Correct option is B
The correct answer is (B) Both (A) and (R) are correct but (R) is NOT the correct explanation of (A)
Explanation:
• Assertion (A) is correct: Total Cost (TC) is indeed the summation of fixed costs (e.g., rent, permanent salaries) and variable costs (e.g., raw materials, fuel). Because TVC increases as production increases, TC also varies with the level of production.
• Reason (R) is correct: By definition, Total Fixed Costs (TFC) are costs that remain constant regardless of whether the firm produces zero or one million units (in the short run).

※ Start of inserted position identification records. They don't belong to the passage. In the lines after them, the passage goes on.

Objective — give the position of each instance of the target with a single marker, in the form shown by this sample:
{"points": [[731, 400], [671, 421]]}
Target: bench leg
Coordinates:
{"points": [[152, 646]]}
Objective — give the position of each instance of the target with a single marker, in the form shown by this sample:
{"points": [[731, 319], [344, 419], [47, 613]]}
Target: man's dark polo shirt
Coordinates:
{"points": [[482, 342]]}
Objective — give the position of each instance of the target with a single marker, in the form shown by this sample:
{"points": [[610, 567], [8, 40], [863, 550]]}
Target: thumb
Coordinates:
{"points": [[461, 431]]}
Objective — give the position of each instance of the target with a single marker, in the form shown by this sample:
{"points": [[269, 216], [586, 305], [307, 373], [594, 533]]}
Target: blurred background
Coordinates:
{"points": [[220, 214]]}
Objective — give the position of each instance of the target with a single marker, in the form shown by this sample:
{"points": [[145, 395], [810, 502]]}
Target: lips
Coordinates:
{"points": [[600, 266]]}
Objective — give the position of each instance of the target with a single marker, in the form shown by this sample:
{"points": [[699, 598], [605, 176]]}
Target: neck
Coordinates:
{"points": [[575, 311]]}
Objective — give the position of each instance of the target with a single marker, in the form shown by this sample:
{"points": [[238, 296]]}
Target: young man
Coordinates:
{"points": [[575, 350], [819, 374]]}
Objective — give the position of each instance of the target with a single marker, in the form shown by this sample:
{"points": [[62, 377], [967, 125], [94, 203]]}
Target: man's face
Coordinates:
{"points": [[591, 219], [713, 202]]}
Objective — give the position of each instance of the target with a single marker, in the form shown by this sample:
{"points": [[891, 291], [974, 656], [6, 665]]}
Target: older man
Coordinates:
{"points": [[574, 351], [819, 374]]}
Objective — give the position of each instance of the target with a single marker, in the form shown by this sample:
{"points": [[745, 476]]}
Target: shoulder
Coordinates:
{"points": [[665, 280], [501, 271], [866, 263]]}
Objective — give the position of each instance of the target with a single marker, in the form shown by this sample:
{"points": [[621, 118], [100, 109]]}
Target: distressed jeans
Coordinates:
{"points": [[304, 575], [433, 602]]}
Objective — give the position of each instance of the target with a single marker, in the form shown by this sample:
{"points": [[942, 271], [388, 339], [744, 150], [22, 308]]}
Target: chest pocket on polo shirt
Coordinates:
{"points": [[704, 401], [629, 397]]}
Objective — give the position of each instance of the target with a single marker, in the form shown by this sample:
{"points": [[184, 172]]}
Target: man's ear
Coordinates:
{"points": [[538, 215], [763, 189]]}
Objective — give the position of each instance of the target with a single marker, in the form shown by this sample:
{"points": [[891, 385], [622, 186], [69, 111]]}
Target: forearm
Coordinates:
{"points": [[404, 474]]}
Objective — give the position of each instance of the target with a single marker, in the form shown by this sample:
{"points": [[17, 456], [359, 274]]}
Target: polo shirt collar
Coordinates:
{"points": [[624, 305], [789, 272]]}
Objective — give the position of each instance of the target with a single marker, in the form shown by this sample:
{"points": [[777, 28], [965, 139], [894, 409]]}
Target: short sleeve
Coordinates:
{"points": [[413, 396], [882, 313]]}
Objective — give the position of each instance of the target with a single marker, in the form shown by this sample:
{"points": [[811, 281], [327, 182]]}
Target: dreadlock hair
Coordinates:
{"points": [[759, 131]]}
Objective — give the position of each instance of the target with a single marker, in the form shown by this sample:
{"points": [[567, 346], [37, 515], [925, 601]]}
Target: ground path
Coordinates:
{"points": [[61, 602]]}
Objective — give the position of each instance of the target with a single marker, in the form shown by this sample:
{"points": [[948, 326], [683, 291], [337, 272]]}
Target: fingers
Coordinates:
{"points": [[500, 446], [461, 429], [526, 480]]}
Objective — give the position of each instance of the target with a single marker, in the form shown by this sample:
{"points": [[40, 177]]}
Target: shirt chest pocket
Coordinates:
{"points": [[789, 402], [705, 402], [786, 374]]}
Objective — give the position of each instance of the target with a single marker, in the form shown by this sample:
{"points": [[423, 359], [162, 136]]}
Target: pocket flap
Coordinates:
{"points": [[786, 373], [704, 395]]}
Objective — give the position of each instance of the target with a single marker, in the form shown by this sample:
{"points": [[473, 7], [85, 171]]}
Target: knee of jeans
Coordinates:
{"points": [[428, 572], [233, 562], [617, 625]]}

• Why (R) is not the explanation: The reason TC *varies* is due to the *Variable Cost* component, not the Fixed Cost component. To explain why TC varies, one must point to the fact that TVC changes with output. The fact that TFC remains constant (R) is a true statement about TFC but doesn't explain the variability of TC.
Information Booster:
• In the 'Long Run', all costs are variable because the firm can change its plant size and all other inputs.
Additional Knowledge:
• Average Fixed Cost (AFC): This cost actually *decreases* as output increases (the 'spreading the overhead' effect).
• Marginal Cost (MC): This is the change in Total Cost when one more unit is produced. It is only affected by changes in Variable Cost.